With the reduced payments for Medicare Advantage Plans, I would expect that some Medicare Advantage Plans will pass on the lost revenue by increasing Medicare Advantage Plan beneficiaries co-pays, deductibles and Maximum Out of Pocket expenses. In some more dramatic situations, they might leave service areas that they are having trouble making money in.

This is not good new for Medicare Beneficiaries, but it may unfortunately be somewhat expected.

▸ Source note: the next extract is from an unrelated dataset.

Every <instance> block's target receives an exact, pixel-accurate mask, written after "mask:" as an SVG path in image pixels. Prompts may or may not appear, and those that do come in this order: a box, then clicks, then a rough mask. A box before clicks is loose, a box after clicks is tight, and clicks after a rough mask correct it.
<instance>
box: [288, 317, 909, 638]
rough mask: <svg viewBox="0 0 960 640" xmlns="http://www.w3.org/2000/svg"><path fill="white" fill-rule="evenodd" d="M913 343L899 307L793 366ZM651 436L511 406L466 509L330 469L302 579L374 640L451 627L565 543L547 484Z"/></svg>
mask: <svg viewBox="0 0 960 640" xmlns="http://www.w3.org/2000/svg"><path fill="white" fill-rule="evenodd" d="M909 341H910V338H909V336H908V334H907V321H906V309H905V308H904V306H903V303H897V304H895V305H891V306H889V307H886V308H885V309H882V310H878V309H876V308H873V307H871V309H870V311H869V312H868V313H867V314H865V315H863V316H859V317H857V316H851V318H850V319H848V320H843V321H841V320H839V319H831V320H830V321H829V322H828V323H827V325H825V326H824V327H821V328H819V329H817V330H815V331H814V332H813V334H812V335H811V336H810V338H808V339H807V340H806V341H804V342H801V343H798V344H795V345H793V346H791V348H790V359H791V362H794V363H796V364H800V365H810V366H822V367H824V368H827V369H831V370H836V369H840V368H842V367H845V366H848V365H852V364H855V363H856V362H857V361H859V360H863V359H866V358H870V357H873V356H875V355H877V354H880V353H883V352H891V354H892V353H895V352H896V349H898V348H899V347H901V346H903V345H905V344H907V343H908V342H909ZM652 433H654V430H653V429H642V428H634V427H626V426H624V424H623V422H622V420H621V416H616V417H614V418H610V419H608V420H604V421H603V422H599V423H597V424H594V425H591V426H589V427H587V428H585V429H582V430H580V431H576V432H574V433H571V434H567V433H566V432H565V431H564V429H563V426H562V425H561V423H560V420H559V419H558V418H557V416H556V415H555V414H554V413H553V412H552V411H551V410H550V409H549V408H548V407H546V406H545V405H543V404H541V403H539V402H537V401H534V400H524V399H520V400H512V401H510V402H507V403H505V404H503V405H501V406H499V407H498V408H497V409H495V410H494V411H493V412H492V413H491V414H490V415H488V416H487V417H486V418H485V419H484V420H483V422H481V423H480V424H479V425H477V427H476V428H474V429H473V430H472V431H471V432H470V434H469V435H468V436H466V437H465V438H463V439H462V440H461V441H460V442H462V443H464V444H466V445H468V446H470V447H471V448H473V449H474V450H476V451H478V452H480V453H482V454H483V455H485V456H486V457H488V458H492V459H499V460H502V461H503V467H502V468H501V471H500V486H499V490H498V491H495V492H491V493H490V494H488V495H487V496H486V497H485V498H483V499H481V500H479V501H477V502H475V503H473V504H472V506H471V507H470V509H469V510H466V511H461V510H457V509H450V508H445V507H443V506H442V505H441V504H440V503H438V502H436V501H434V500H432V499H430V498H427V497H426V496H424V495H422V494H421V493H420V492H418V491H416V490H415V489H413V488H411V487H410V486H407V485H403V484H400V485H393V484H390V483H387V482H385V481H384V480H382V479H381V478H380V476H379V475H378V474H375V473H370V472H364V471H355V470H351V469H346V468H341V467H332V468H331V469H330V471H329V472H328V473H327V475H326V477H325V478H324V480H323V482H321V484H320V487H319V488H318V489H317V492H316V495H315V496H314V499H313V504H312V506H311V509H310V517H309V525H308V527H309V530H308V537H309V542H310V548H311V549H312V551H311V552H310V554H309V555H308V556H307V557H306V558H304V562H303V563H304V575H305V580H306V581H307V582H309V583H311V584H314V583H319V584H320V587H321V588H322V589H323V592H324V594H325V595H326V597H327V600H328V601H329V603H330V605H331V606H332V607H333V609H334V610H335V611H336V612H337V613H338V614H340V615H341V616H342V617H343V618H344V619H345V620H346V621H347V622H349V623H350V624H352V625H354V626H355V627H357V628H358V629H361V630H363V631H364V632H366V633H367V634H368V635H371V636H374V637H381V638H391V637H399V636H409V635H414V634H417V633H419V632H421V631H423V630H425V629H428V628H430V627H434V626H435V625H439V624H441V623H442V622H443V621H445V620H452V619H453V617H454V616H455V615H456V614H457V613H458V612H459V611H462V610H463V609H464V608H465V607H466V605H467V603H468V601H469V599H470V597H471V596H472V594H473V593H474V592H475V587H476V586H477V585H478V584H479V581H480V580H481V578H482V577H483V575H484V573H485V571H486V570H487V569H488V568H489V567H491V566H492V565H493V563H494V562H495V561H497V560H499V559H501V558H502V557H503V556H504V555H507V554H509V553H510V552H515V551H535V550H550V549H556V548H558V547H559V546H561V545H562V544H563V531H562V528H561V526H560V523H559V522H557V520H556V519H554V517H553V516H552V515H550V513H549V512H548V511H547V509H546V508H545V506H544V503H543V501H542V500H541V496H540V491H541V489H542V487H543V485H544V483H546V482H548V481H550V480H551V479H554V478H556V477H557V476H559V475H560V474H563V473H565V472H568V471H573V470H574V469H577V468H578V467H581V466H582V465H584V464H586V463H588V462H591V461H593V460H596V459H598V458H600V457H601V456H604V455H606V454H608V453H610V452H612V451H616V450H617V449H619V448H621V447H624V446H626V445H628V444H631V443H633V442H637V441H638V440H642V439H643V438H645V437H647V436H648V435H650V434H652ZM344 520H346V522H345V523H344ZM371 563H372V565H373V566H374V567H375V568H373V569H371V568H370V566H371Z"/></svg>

With the United States debt growing by the minute, I would guess that this is not the last belt tightening that we shall see for Medicare Plans.

This reduction in reimbursement rates is just that, a proposal. It is not finalized, yet. I would imagine that many Insurance Companies are getting ready to wage quite an argument in Washington to make this go away.

My question would be if they can make 2015 reduction free, what will happen in 2016? Well that is the reason I always talk to my clients about Original Fee for Service Medicare and how Medicare Supplements work. If Medicare Advantage does continue to get reduced funding, Medicare Supplement Plan N and Plan F start to look much more attractive.